JuliaLang / IJulia.jl

Julia kernel for Jupyter
MIT License
2.8k stars 413 forks source link

IJulia kernel dies instantly on OS X #138

Closed cossatot closed 10 years ago

cossatot commented 10 years ago

Hi,

I just installed Julia fresh from master (Version 0.3.0-prerelease+1277, commit 89d32b2*), and added the IJulia Pkg. When I fire up the IJulia notebook, I get a message saying that the kernel has died and will automatically restart (5 times), followed by a 'Dead Kernel' message prompting for a manual restart. This just repeats the process.

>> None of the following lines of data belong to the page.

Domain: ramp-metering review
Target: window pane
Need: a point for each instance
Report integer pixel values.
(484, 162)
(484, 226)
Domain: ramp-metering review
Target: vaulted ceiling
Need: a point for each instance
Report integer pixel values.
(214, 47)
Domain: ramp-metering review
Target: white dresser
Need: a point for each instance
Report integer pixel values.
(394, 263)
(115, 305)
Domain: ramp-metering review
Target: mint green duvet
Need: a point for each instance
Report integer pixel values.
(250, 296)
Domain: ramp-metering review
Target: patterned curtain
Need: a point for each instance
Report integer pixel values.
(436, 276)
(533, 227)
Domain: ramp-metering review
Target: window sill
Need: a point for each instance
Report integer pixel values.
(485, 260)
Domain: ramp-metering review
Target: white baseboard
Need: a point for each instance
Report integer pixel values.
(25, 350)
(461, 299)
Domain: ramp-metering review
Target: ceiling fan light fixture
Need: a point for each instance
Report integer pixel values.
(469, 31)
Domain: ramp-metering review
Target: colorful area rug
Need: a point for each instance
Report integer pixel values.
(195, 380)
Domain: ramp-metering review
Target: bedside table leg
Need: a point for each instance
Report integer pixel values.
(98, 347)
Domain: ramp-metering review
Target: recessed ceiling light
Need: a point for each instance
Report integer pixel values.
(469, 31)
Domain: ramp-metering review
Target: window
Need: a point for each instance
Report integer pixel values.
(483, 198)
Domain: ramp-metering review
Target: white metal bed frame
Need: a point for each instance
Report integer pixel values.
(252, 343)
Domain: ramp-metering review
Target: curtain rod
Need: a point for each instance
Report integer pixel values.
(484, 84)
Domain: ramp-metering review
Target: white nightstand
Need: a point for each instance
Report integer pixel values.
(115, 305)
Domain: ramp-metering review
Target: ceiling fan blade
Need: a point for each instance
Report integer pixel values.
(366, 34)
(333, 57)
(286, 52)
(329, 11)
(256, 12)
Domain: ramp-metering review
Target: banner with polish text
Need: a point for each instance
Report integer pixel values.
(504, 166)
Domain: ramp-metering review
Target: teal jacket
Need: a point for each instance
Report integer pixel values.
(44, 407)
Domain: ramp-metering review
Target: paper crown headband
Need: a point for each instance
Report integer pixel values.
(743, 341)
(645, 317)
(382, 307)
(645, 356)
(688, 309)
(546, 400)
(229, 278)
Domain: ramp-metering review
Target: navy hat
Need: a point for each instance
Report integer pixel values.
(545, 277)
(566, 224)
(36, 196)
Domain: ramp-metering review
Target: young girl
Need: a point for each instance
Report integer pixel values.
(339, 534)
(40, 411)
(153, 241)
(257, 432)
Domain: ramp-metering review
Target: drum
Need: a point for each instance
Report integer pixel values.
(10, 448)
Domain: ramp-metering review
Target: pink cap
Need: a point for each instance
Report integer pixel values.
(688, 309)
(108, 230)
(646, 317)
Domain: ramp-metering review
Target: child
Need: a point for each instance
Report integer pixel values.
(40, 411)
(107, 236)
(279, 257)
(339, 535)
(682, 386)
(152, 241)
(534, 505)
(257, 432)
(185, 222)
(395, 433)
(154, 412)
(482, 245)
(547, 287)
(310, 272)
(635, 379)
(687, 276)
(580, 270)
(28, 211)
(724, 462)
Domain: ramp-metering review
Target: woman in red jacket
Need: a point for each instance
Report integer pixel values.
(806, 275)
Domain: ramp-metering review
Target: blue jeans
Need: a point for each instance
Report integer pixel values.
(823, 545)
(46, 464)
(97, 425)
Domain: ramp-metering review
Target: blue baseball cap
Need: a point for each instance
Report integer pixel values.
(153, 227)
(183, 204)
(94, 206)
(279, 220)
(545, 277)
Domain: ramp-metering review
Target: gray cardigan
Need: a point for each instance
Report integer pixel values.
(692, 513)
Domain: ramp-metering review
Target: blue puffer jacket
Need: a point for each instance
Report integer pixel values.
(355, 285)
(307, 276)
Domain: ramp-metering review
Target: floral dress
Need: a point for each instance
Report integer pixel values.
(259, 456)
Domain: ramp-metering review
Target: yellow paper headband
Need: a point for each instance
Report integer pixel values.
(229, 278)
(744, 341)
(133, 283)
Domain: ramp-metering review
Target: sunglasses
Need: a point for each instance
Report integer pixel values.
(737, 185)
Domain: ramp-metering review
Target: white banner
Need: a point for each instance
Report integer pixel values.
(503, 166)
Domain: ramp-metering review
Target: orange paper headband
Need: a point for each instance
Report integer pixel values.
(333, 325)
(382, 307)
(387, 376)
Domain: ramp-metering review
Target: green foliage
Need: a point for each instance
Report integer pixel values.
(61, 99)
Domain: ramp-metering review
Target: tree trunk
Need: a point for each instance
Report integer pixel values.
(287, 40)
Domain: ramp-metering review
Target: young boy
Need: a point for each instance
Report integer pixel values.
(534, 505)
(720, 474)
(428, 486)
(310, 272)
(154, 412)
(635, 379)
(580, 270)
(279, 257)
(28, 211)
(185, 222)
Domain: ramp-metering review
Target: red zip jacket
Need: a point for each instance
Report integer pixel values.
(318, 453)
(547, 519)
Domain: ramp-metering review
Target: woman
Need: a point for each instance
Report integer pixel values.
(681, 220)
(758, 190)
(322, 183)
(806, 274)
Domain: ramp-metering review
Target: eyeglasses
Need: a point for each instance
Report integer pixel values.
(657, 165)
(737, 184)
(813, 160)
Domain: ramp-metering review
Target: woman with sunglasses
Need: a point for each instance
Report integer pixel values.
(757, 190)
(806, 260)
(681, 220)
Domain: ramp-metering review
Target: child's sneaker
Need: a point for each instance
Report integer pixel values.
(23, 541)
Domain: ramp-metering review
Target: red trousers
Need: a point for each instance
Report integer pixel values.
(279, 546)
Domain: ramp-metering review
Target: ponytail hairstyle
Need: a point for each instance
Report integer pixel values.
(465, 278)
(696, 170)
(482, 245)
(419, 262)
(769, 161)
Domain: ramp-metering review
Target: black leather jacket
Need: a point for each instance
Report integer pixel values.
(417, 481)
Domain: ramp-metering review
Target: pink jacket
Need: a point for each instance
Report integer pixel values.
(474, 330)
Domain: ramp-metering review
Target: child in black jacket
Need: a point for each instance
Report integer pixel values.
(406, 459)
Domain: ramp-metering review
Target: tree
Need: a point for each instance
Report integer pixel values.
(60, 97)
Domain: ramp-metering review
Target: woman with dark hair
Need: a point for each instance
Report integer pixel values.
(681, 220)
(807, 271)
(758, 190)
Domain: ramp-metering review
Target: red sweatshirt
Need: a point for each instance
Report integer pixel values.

This is on OS X Mountain lion, with IPython 1.1.0, Anaconda Python 2.7.6, all up to date. Normal IPython works fine day in day out. Julia also works fine in the terminal, although I haven't tested it exhaustively--I just installed it.

Please let me know if there is any additional information I can provide.

jiahao commented 10 years ago

Could you please provide the output of versioninfo(true) from the Julia terminal REPL.

stevengj commented 10 years ago

Were there any errors in the output when you first did Pkg.add("IJulia")`?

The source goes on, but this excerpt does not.